The Great Wall of China is an ancient Chinese fortification, built to protect the Empire of China since the 3rd century BC against the raids of ‘barbarians’ from Mongolia and Manchuria. The main purpose of the Wall was not to prevent people from crossing but rather to prevent them from bringing their horses.

The Wall stretches over a formidable 6,400 km, from the boundary with Korea on the Yalu River to the Gobi desert.
The Wall was built during the reign of The First Emperor, the main leader of the short-lived Qin dynasty. The Wall was not constructed as a single endeavor, but rather was created by the joining of several local walls built by the Warring States. It has been renovated and extended by several later dynasties, getting most of its current shape during the Ming Dynasty. The primary purpose of the wall was not to keep out people, who could scale the wall, but to insure that semi-nomadic people on the outside of the wall could not cross with their horses.

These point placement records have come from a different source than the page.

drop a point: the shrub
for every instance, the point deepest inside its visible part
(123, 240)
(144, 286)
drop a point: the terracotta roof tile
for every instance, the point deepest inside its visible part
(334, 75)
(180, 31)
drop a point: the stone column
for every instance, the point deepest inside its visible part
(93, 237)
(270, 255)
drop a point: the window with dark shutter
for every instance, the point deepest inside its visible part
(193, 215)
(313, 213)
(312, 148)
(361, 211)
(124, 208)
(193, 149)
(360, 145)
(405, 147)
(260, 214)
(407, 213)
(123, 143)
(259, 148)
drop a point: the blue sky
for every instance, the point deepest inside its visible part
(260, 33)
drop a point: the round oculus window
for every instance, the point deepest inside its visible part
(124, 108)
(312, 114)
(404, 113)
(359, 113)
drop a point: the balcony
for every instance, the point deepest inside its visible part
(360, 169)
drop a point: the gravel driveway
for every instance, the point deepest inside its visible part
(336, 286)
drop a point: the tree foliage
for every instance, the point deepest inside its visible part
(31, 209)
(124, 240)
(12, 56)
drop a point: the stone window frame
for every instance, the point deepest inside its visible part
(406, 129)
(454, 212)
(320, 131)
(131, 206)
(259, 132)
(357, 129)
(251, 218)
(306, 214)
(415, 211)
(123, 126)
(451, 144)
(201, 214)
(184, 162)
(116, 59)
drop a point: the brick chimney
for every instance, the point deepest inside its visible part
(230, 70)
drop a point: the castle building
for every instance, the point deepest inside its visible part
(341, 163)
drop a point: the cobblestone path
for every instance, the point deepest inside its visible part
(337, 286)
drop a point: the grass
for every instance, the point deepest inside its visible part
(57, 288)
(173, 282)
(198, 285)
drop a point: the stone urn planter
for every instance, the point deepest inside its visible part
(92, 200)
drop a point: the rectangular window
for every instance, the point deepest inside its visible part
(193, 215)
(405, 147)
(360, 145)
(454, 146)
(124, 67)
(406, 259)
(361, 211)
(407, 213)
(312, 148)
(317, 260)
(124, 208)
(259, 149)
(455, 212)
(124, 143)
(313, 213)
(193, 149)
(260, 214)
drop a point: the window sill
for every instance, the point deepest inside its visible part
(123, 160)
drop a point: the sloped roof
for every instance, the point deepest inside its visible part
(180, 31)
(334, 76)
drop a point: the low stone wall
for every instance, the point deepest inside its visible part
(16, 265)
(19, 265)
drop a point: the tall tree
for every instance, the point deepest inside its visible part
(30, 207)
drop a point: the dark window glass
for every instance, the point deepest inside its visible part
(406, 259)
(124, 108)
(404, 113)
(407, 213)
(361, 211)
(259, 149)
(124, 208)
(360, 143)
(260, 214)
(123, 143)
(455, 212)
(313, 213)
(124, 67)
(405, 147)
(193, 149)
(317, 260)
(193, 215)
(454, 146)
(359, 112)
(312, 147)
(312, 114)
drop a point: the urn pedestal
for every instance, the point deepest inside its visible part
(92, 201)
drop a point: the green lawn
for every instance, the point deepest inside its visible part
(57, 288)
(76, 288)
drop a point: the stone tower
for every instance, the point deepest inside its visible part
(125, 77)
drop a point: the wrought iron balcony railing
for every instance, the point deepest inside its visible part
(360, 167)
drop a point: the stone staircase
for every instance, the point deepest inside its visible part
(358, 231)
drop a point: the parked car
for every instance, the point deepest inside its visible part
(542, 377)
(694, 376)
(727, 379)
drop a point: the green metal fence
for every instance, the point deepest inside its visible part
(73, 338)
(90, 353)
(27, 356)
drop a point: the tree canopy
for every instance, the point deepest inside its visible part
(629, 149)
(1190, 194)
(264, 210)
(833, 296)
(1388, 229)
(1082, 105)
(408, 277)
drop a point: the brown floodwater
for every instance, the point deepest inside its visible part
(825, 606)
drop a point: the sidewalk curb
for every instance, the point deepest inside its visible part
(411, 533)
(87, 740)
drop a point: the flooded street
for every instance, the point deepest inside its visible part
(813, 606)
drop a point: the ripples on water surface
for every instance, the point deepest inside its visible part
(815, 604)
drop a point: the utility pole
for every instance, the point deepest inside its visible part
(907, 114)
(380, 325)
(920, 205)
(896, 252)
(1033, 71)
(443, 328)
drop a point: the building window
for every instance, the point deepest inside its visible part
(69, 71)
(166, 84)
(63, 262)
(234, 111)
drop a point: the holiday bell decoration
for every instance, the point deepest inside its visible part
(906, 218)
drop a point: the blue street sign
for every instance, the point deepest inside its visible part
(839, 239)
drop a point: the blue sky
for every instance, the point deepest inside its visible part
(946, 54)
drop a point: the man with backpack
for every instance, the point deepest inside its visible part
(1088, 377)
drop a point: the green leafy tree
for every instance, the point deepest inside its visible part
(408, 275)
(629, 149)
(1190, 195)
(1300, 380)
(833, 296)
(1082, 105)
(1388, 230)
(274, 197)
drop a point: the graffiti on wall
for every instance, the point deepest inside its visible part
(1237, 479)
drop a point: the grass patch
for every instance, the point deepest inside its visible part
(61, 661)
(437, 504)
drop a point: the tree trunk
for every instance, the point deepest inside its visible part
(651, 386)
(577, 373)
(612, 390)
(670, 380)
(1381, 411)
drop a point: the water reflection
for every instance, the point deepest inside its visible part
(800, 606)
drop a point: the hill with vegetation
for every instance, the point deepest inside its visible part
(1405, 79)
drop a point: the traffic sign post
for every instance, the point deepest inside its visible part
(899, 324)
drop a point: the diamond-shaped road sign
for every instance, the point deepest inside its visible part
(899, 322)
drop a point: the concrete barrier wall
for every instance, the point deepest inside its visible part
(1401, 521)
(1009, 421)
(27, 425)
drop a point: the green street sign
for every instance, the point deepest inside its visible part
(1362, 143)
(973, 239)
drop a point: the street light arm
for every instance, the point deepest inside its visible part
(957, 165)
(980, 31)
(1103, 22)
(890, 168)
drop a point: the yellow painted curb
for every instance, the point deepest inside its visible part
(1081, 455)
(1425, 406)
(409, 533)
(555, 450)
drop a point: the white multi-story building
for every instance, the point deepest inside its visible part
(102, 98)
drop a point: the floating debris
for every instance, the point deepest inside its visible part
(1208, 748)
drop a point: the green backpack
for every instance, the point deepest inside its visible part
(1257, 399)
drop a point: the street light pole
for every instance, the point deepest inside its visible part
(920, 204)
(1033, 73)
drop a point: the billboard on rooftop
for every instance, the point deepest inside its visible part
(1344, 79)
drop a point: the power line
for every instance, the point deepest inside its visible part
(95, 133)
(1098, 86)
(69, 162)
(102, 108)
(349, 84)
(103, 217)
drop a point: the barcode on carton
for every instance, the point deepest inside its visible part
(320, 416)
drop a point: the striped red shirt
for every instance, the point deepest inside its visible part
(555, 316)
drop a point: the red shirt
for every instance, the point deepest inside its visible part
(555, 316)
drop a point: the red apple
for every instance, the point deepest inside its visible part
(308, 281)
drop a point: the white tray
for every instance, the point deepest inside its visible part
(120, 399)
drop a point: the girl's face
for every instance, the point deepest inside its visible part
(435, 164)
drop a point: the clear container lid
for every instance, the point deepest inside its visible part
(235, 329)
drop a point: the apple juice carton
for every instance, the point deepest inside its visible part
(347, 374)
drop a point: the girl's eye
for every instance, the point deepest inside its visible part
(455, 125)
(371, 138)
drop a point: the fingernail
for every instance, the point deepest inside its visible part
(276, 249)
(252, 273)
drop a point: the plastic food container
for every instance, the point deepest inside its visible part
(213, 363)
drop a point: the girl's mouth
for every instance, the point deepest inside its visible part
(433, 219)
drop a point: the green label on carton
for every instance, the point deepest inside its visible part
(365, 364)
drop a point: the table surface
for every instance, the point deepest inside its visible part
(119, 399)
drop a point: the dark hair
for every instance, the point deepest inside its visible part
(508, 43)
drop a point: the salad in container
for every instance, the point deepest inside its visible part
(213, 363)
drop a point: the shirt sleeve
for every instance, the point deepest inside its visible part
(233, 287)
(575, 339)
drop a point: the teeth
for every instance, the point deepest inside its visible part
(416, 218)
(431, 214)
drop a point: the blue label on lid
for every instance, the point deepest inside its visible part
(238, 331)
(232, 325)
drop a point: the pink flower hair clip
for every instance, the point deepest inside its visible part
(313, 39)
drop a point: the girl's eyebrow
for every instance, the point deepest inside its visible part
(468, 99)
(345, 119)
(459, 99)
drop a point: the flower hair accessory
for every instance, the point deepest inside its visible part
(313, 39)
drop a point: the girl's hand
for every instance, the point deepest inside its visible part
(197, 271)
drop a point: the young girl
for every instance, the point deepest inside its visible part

The Ming Dynasty Great Wall starts on the eastern end at Shanhai Pass, Qinhuangdao, in Hebei Province next to Bohai Gulf. Spanning nine provinces and 100 counties, it ends on the western end at Jiayu Pass located in northwest Gansu Province. Jiayu Pass was intended to greet travelers along the Silk Road. Even though The Great Wall ends at Jiayu Pass, there are watchtowers (extending beyond Jiayu Pass along the Silk Road. These towers communicated by smoke to signal invasion.

The Manchus crossed the Wall by convincing a crucial general Wu Sangui to open the gates of Shahai Pass and allow the Manchus to cross. Legend has it that they took three days for the Manchu armies to pass. After they conquered China, the Wall was of no strategic value as the people who the Wall was intended to keep out were ruling the country (becoming the Qing Dynasty).

The government ordered people to work on the wall, and workers were under constant danger of being attacked by brigands. Because many people died while building the wall, it is often called the “longest cemetery on Earth”.